Blog Posts are Murder
Musings on the genre by Annette Yourk
There were three murder mystery writers in my last course. That was a first, so I thought I’d blog about it. I’m not an expert or a junkie (aside from my Minette Walters phase) but I enjoy a good mystery from time to time.
I compared types of prose, creation and handling of character, and the role of setting and landscape. I read three selections: In Pursuit of the Proper Sinner by Elizabeth George of the Inspector Lynley series. Saints of the Shadow Bible by Ian Rankin, creator of John Rebus, and Pagan Babies by Elmore Leonard.
Elizabeth George is all over character. She begins laying the foundation for a project not with idea or situation, but with character. Character is story in George’s book.
We care what happens to characters. But, before we can care, they must become real to us. Characters effecting events and events affecting character hold a story together.
George’s 25-item prompt list stimulates ideas for creating a thorough character analysis (a narrative that runs 7 pages or so). She knows her characters inside and out, physically, emotionally, and psychologically. She reveals their inner workings through characterization and dialogue.
Ian Rankin’s top character, Detective Inspector Rebus has been working hard for Rankin over 19 titles. Rebus is stubborn, hardworking, and unapologetic. His language is colourful and clever; his attitude, feisty. He’s a terrier with a bone when it comes to unfinished business, but he also has an unexpected cultured side.
Father Terry, on the other hand is a considerably less overt protagonist when displaying character and personality. He is an enigma. He reveals little. Is he likable, compelling, redeemable? The reader is never quite sure.
The mystery genre requires conflict, suspense, crisis and resolution. There is a demand for problems to solve, tension, plot reversals, crises, shifts in status quo etc… It keeps writers and readers on their toes. Most of the narrative in mystery/crime fiction plays out in scenes and dialogue, immersing readers in unfolding events, characterization, twists and developments.
What if you need a break from the action? Setting in narrative can illuminate everything from character to theme. Setting is where the story takes place, but each of the story’s individual scenes also play out in a particular setting be it a parking lot, an elevator or the Scottish Highlands. Setting creates atmosphere, triggers mood, and stimulates emotional response. But we have to slow down from dialogue and action to get a look at it.
In the Elmore Leonard novel Pagan Babies the setting is Rwanda in the aftermath of the worst massacre ever seen. Forty-seven bodies lie dead on the church floor and Father Terry’s neck is on the line. He has to get out of Africa asap. Enough conflict and crisis for you?
Father Terry lives in a village with markets and grass huts in a region populated by soldiers, murderers and wary victims, yet we don’t get a picture of place. We see more of Africa when Father Terry is back in Detroit thinking about Africa. An effective contrast of locales, but is the reader being deprived of landscape and setting taking a larger role?

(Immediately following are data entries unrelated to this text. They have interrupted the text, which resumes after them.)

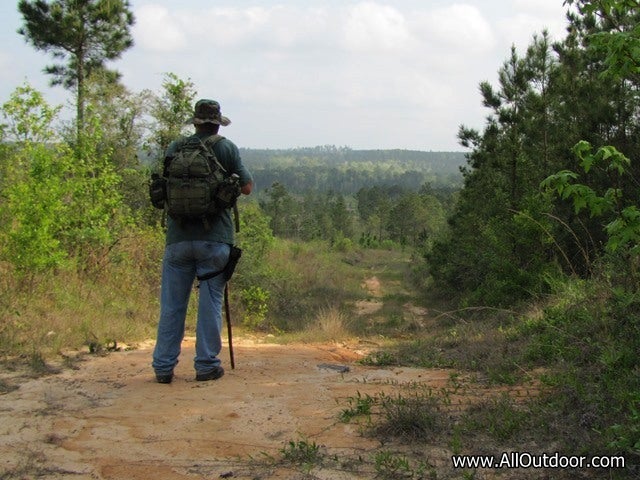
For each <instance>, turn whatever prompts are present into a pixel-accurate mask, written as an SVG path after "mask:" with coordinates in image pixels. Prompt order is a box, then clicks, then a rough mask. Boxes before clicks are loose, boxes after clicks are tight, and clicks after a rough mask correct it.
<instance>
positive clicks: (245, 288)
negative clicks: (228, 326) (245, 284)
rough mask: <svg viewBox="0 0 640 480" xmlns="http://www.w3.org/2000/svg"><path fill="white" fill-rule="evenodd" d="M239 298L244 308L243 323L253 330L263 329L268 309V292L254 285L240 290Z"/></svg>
mask: <svg viewBox="0 0 640 480" xmlns="http://www.w3.org/2000/svg"><path fill="white" fill-rule="evenodd" d="M240 298H241V300H242V304H243V306H244V309H245V316H244V320H243V322H244V324H245V325H246V326H248V327H249V328H251V329H253V330H256V329H264V328H265V327H266V325H265V320H266V317H267V312H268V311H269V292H268V291H267V290H264V289H263V288H261V287H258V286H255V285H254V286H251V287H248V288H245V289H244V290H242V292H241V293H240Z"/></svg>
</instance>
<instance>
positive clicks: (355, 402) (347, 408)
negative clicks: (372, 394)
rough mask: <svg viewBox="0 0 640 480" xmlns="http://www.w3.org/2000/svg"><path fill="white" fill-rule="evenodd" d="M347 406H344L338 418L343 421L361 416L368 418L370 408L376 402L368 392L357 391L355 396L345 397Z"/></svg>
mask: <svg viewBox="0 0 640 480" xmlns="http://www.w3.org/2000/svg"><path fill="white" fill-rule="evenodd" d="M347 403H348V404H349V408H345V409H344V410H342V412H340V420H341V421H343V422H349V421H350V420H351V419H353V418H356V417H361V416H366V417H367V418H369V417H370V416H371V412H372V408H373V406H374V405H375V404H376V403H377V399H376V398H375V397H372V396H370V395H368V394H365V395H362V394H361V393H360V392H357V394H356V396H355V397H349V398H348V399H347Z"/></svg>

There are portions of narrative summary that provide backstory, context, exposition, and internal monologue, but the bulk of prose is scene, action, dialogue, resolution, complication….
Likewise with Rankin and Rebus. We get updates, backstory and recall from past incidents. We have low action scenes carrying information-rich conversation, but not much mining of landscape. Is that a loss?
When I picked up the Elizabeth George book, all 600+ pages of it, I knew I would get landscape. Sure enough, George gives time and clout to setting and landscape. Did I read all 600+ pages?
What kind of a reader are you on the subject of mystery and murder? Do you want to fly along on the chase through dramatic scenes and dialogue or put up your feet up and settle in for more layers and a broader vista?